Hey ho, they still pay me. I just turn up and do what I'm told now.

Mumtorobbie Thu 15-Oct-15 09:43:18

OP please don't send the email. It's annoying but its only six weeks.

One thing I've learnt about the NHS is people do not have short memories and you will be labeled as inflexible and obstructive if you don't do as you have been asked.

It's really.not worth it for a six week secondment.

mumofthemonsters808 Thu 15-Oct-15 09:46:12

I would forget your email, it's not really your place to argue about resources, this is your managers job. It's also a great opportunity for you to gain some additional skills that will look great on your CV. It's only for 6 weeks, at the end of the day how your existing department copes without you is not your problem, it's your managers. Try and open your mind to how positive this opportunity is, no one likes change but sometimes we just have to roll with it.All the contracts I have signed, included a clause stating that staff could be required to work for another department, so I don't think you have any option but to give it a try.
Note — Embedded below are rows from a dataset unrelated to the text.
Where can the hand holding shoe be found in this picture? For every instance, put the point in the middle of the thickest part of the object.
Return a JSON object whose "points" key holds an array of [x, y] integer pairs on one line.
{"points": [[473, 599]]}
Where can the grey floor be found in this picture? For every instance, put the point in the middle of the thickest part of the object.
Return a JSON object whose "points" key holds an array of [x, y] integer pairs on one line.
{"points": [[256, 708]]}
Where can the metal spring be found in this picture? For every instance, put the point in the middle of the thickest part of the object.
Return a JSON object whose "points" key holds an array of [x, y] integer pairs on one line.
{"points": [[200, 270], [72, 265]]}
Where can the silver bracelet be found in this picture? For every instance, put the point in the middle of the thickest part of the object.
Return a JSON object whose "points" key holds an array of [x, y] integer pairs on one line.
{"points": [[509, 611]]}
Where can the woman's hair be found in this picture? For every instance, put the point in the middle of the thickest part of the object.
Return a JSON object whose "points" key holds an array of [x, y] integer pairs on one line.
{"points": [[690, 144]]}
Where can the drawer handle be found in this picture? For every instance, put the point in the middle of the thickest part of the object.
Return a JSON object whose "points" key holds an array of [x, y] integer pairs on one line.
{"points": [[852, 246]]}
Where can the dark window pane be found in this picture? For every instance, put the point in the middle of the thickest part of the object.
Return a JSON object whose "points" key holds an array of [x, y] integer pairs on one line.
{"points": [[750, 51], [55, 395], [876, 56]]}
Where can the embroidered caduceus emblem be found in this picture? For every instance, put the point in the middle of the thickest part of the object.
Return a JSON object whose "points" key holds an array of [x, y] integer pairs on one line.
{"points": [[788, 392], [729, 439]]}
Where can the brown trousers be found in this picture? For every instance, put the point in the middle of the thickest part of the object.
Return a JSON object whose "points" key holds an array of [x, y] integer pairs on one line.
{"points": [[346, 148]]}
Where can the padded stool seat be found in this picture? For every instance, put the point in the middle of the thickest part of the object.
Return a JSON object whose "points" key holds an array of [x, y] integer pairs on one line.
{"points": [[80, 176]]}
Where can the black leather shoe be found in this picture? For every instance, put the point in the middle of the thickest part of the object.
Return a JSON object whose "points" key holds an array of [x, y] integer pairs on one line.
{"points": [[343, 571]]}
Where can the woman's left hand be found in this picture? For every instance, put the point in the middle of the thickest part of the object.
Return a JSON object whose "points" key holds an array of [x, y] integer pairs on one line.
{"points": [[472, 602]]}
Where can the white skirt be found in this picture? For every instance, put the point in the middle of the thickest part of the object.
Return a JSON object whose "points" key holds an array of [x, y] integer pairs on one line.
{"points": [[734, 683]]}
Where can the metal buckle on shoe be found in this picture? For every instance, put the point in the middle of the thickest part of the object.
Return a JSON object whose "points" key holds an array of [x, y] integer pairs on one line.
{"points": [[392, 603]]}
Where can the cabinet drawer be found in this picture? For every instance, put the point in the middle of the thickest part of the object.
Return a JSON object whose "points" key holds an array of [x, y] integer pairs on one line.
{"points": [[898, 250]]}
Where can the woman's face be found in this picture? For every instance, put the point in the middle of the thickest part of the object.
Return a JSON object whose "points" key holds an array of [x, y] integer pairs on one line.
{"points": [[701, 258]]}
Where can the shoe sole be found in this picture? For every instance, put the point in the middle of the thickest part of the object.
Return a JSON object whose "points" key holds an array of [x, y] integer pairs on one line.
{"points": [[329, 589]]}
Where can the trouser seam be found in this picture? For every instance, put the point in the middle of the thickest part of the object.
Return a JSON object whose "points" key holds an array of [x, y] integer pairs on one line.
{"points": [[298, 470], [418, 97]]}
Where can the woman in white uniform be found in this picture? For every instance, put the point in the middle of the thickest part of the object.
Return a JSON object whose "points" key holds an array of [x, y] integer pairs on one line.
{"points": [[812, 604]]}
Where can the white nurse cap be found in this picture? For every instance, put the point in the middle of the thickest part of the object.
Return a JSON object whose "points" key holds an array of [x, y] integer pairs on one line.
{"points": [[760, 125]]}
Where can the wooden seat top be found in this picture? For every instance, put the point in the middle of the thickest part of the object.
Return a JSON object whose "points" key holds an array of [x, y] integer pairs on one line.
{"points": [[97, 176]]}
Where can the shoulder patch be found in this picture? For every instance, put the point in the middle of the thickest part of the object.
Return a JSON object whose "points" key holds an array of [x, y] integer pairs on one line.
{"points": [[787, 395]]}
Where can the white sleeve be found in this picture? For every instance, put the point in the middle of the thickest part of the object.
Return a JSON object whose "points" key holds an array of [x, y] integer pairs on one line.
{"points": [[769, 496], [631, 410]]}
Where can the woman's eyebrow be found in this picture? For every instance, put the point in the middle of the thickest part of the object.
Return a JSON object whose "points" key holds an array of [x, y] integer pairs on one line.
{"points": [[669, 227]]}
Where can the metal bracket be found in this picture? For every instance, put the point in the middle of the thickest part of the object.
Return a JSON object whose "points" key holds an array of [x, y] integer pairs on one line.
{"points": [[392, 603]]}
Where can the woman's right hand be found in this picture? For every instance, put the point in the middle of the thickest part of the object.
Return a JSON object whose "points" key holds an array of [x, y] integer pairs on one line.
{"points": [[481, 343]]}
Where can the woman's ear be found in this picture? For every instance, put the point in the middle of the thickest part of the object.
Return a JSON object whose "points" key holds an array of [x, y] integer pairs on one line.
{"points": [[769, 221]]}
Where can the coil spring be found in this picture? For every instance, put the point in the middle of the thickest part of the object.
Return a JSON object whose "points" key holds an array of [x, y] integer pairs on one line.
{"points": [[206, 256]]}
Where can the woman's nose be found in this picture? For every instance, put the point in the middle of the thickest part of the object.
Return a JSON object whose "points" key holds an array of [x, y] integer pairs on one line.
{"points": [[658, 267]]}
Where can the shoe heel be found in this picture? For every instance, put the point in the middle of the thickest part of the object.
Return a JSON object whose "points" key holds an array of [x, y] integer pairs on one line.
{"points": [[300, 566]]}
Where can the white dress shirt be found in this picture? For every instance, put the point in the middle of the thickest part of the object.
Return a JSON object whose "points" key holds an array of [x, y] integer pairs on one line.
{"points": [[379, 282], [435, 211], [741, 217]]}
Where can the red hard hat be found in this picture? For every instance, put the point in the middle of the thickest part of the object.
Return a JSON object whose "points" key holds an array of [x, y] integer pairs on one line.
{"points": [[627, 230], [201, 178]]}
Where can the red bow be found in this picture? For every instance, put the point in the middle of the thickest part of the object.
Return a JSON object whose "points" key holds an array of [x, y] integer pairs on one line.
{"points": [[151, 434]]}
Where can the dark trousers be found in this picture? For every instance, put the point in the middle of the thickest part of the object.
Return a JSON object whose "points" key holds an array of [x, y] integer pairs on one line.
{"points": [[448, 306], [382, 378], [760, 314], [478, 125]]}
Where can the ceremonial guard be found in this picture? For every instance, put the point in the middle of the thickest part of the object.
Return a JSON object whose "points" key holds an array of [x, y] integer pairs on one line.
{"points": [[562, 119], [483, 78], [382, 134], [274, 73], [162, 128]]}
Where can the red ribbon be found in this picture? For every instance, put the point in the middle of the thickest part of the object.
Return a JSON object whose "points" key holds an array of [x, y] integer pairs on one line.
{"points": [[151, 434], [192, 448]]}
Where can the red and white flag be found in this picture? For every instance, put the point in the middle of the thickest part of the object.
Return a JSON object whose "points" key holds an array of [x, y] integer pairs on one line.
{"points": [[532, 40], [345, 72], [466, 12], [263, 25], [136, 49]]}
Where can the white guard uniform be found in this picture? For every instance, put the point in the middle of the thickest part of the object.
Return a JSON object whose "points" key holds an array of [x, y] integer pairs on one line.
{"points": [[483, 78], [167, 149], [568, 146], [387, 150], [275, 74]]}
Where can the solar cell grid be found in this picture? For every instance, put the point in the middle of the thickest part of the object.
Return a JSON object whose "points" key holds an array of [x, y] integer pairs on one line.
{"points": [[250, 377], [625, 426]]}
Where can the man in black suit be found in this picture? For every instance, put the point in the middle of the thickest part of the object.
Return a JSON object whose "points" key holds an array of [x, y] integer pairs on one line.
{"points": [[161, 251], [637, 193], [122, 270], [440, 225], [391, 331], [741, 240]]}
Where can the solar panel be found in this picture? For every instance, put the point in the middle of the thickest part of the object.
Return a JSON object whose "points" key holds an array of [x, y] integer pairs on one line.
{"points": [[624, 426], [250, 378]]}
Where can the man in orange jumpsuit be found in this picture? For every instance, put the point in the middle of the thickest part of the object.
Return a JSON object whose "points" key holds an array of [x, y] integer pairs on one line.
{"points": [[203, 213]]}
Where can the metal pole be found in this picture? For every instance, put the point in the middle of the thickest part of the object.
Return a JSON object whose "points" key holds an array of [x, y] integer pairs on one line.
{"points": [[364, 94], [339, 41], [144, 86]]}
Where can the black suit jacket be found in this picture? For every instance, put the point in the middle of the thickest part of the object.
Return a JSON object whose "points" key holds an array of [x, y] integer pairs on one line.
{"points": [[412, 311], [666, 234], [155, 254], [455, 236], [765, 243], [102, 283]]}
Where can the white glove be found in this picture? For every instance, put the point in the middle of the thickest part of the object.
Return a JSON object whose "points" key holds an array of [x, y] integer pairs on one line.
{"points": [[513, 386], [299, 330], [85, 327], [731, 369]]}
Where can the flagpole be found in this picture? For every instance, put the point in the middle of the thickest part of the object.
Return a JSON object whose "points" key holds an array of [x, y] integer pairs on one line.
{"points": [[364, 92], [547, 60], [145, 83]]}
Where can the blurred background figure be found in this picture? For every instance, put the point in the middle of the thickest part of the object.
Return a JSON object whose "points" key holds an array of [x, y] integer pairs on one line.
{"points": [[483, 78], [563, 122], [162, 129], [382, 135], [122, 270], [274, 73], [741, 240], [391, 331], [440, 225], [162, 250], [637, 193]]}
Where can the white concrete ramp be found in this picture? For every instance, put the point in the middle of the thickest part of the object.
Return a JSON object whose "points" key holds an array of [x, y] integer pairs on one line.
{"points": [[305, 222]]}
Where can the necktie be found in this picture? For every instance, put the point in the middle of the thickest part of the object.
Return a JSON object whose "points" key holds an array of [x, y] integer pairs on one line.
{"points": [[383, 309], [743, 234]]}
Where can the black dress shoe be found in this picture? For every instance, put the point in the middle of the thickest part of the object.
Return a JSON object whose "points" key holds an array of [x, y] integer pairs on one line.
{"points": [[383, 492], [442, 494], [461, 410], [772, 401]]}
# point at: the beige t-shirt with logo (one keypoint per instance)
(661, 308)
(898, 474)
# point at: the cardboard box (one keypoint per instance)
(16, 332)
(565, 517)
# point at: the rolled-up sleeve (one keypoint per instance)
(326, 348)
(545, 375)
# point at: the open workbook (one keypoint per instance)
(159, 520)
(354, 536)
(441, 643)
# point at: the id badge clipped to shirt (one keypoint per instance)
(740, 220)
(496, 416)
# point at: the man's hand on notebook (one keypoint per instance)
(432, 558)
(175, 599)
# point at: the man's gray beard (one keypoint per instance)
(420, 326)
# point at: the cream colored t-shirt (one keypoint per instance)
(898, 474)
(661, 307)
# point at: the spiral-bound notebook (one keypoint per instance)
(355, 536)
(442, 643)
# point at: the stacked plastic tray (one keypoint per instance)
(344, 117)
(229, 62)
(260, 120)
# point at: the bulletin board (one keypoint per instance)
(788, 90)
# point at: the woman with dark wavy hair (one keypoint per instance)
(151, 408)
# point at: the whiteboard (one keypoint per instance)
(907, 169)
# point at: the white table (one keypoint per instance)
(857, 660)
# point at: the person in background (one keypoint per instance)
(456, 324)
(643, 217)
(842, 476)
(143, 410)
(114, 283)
flowery Thu 15-Oct-15 09:49:36

If your manager has already argued to keep you, they are certainly not going to change their mind based on further discussion with you. The other way round, possibly, but you definitely won't have more sway than someone more senior than you,

It's 6 weeks of your life and being cooperative might pay dividends later. Let it go, take what you can get from a bad situation (making contacts, experience of a different department, whatever it is), and don't let it cause you such stress and upset. For the sake of 6 weeks, life's too short to allow it to make such an impact on you.

AmandaTanen Thu 15-Oct-15 10:04:52

In my nhs admin post I was not allocated a work location and my contract stated I could be asked to work elsewhere, I would not email them, yes it could be a hassle but it could also look good on your cv that you are flexible .

Mammabear31 Thu 15-Oct-15 10:11:14

Okay okay, I get it. I'm not going to email. Thank you for your advice. I've just arranged a meeting with the project lead to discuss what the role entails, when they want me to start and where I will be based.

Hornydilemma Thu 15-Oct-15 10:19:07

If you really want to turn this into a positive, put as much support as possible in place in the area you are leaving, and check in with the people in the area and your current manager a few times while you are in the other role.

ginmakesitallok Thu 15-Oct-15 10:37:28

And count yourself lucky, we're going through yet another restructuring, none of us have any idea what we're going to be doing in 6 months time. My pragmatic approach is that as long as they keep paying me I'll pretty much do anything.

Chippednailvarnish Thu 15-Oct-15 10:39:51

Your email is over emotional, you need to make factual points on why you think it is a bad idea, not whine about sleepless nights.

Personally I think you are making a huge mistake by refusing to go.